Hypothyroidism can decrease the rate of your entire metabolism and set off a broad range of symptoms that include easy weight gain, lethargy, fatigue, insomnia, headaches, migraines, depression, exacerbated PMS, heavy periods, irregular menstrual cycles, hair loss, dry skin, digestive problems, and constipation.

By slowing the rate of your metabolism, a low thyroid hormone level can in turn lead to additional symptoms affecting various organs and systems in your body. You’re not likely to have all these symptoms if your thyroid hormone is low, but some may be familiar. They include high cholesterol, reduced immunity, heart palpitations, low blood sugar, inability to lose weight, muscle and joint pain, recurring miscarriages, infertility, estrogen dominance and other hormone imbalances, anxiety, allergies, hives, hair loss (including loss of the outer third of your eyebrows), dry hair and skin, difficulty getting out of bed in the morning, and puffiness and swelling in your face (especially your eyelids) when you wake.

With so much at stake, restoring low thyroid hormone to a healthy level can be one of the most consequential actions you take to improve your all-around health and quality of life. Spending years of your life suffering needlessly from many of the above symptoms can take an inestimable toll on your body’s natural ability to achieve a more youthful hormone balance.
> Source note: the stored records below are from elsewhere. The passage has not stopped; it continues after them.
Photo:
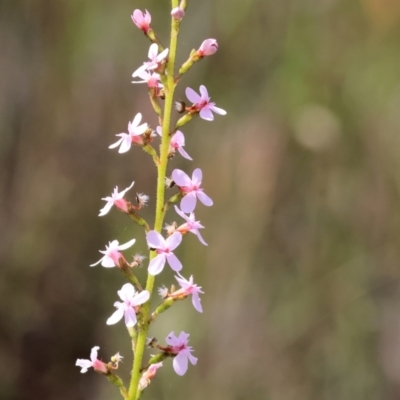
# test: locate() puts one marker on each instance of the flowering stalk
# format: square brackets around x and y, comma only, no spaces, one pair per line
[159,75]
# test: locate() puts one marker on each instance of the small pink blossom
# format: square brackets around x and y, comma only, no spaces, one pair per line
[151,78]
[164,248]
[178,13]
[130,301]
[179,346]
[202,103]
[112,254]
[135,130]
[141,20]
[177,142]
[149,375]
[207,48]
[191,189]
[191,225]
[93,362]
[155,60]
[117,200]
[187,288]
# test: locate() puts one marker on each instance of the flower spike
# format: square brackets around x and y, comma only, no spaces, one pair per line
[202,103]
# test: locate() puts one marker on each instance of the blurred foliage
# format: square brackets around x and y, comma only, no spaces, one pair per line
[301,276]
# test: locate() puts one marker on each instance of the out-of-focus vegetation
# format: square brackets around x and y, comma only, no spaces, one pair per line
[301,275]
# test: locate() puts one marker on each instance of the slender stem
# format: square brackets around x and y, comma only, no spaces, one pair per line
[159,219]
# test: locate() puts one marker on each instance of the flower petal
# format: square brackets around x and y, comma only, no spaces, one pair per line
[116,317]
[155,240]
[196,302]
[126,245]
[125,144]
[204,198]
[180,178]
[127,292]
[204,93]
[180,363]
[218,110]
[140,298]
[156,265]
[192,95]
[106,208]
[130,317]
[174,262]
[206,114]
[188,203]
[174,241]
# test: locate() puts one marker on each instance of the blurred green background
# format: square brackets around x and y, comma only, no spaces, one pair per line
[301,275]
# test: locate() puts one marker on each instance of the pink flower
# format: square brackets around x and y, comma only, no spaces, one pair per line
[178,13]
[141,20]
[149,375]
[202,103]
[191,189]
[187,288]
[191,225]
[165,253]
[182,350]
[130,301]
[151,78]
[135,130]
[93,362]
[112,254]
[177,142]
[207,48]
[155,60]
[117,200]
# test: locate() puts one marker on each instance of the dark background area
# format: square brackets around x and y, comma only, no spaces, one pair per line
[301,275]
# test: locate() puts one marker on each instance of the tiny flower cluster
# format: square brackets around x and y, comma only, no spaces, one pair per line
[133,306]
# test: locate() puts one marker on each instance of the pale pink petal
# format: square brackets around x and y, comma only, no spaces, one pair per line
[204,198]
[136,121]
[108,262]
[127,291]
[93,353]
[116,144]
[130,317]
[192,95]
[173,241]
[125,144]
[192,358]
[126,245]
[162,55]
[196,302]
[173,262]
[172,340]
[154,240]
[206,114]
[156,265]
[204,93]
[106,209]
[180,178]
[198,234]
[188,203]
[218,110]
[116,317]
[197,176]
[97,263]
[180,363]
[184,154]
[84,364]
[141,298]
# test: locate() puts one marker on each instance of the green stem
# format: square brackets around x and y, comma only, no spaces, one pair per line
[162,170]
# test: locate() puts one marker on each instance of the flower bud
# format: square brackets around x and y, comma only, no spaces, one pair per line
[141,20]
[178,13]
[207,48]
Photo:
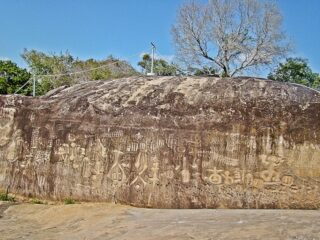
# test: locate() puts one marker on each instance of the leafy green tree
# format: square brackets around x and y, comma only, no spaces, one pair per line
[55,70]
[296,70]
[12,78]
[161,66]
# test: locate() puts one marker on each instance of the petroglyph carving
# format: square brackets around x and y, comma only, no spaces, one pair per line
[215,178]
[196,152]
[185,173]
[141,165]
[219,159]
[287,181]
[116,172]
[271,175]
[6,124]
[227,178]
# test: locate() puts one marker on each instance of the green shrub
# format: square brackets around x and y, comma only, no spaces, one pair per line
[6,197]
[36,201]
[69,201]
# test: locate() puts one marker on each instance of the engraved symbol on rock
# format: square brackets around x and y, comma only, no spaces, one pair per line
[116,172]
[287,181]
[185,173]
[215,178]
[227,178]
[141,165]
[271,175]
[6,125]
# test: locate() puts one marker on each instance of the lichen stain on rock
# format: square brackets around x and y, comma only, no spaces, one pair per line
[166,142]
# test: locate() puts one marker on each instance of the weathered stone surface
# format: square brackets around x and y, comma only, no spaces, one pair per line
[166,142]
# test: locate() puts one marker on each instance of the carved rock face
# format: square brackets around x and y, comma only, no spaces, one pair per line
[166,142]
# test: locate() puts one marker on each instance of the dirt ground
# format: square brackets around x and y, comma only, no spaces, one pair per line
[108,221]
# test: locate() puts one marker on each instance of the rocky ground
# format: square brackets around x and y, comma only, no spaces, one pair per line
[109,221]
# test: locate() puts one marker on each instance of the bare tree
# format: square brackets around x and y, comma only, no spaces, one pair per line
[232,35]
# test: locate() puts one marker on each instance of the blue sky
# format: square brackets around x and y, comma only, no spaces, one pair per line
[124,28]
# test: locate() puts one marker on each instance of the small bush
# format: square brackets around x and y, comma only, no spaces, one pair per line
[36,201]
[69,201]
[6,197]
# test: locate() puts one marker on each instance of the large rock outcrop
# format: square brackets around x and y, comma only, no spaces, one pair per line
[166,142]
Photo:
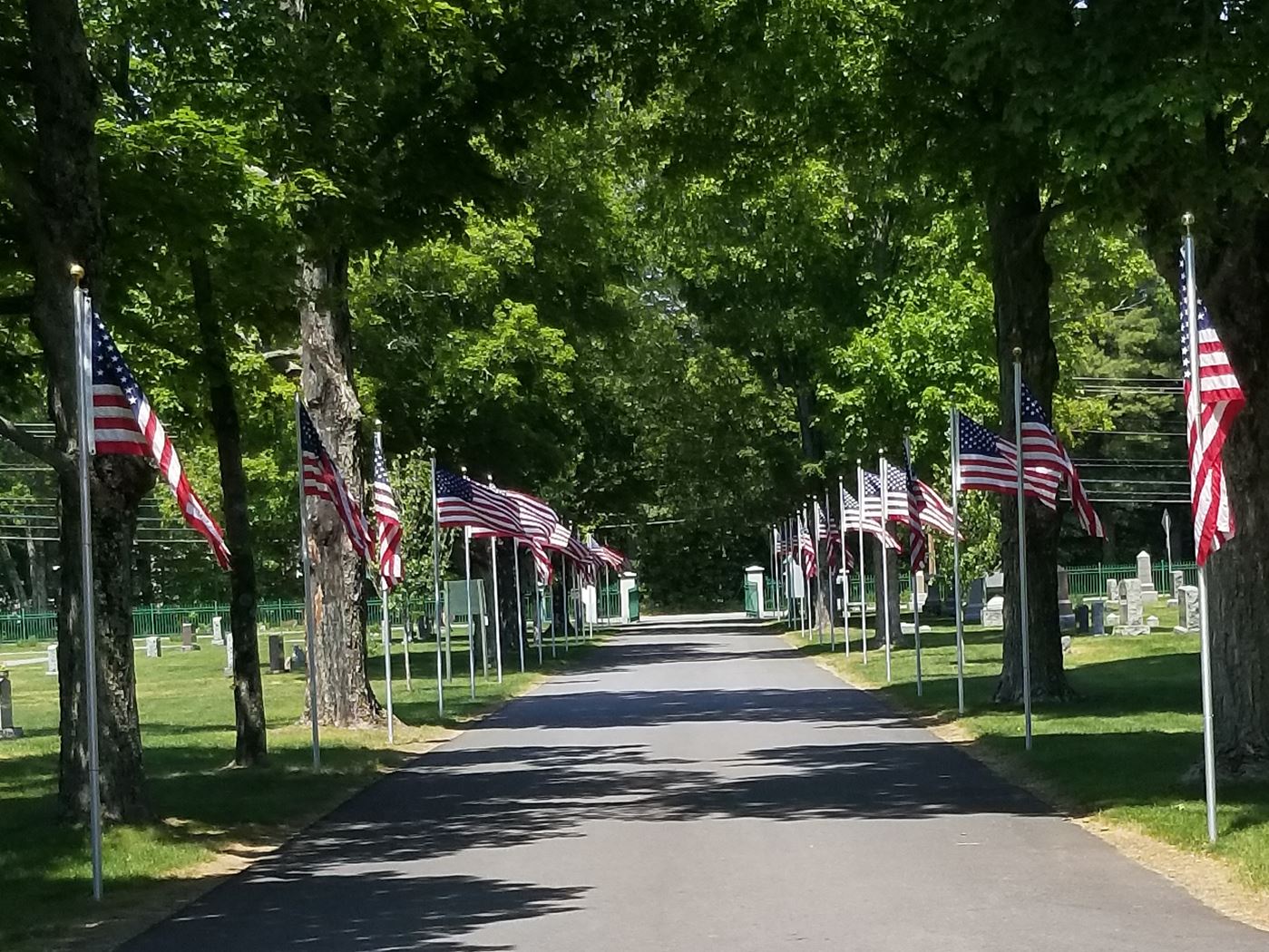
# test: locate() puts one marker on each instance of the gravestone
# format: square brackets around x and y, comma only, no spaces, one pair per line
[1065,612]
[934,598]
[1098,617]
[1132,617]
[1146,578]
[1188,620]
[994,612]
[276,661]
[1081,618]
[8,732]
[973,607]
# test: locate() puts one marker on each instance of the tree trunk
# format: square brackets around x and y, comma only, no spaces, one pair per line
[1235,283]
[1020,280]
[251,737]
[346,697]
[65,226]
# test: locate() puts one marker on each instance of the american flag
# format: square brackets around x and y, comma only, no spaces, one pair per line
[806,548]
[464,502]
[1046,454]
[1220,400]
[323,480]
[870,525]
[896,494]
[989,464]
[934,512]
[916,544]
[387,521]
[123,423]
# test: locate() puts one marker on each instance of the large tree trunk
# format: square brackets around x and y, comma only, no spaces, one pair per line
[65,226]
[251,744]
[1234,274]
[344,694]
[1020,280]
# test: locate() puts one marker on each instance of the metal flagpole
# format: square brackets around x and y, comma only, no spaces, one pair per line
[88,594]
[916,607]
[435,594]
[864,566]
[498,608]
[1021,544]
[827,545]
[845,576]
[471,620]
[519,601]
[306,567]
[956,558]
[884,558]
[385,623]
[1195,416]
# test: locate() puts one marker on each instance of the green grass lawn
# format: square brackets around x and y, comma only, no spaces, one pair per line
[202,805]
[1121,753]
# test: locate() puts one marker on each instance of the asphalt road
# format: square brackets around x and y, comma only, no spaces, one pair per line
[700,787]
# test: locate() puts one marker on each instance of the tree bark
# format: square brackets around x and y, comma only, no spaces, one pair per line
[65,226]
[1020,282]
[1234,276]
[346,697]
[251,744]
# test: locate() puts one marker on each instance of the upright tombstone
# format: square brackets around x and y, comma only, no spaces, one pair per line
[1098,617]
[8,732]
[1065,612]
[1132,618]
[1188,620]
[1081,618]
[277,663]
[1146,578]
[973,605]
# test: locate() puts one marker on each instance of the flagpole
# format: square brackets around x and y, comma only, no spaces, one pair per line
[845,576]
[916,607]
[88,594]
[385,623]
[1195,414]
[884,558]
[471,620]
[519,600]
[435,594]
[306,568]
[956,558]
[1021,545]
[864,566]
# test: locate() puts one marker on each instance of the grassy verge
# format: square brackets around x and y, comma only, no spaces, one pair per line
[1119,754]
[202,805]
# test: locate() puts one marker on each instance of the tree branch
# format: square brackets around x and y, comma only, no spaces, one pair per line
[34,446]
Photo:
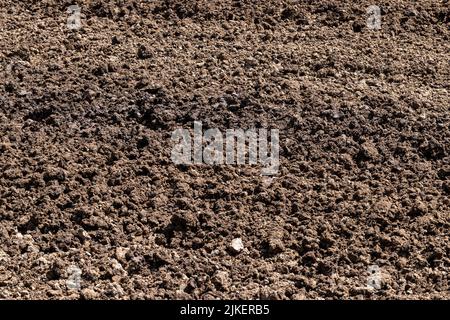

Taking control of your hormones beginning now, while you’re young will keep you both healthy and younger as you age and make the life you’re living now more productive. While there are a lot of ways to do it – things you already know, like eating better and getting enough sleep, knowing what your own “normal” is and keeping track of it over time with the help of  a knowledgeable doctor can help you find the right solutions for you.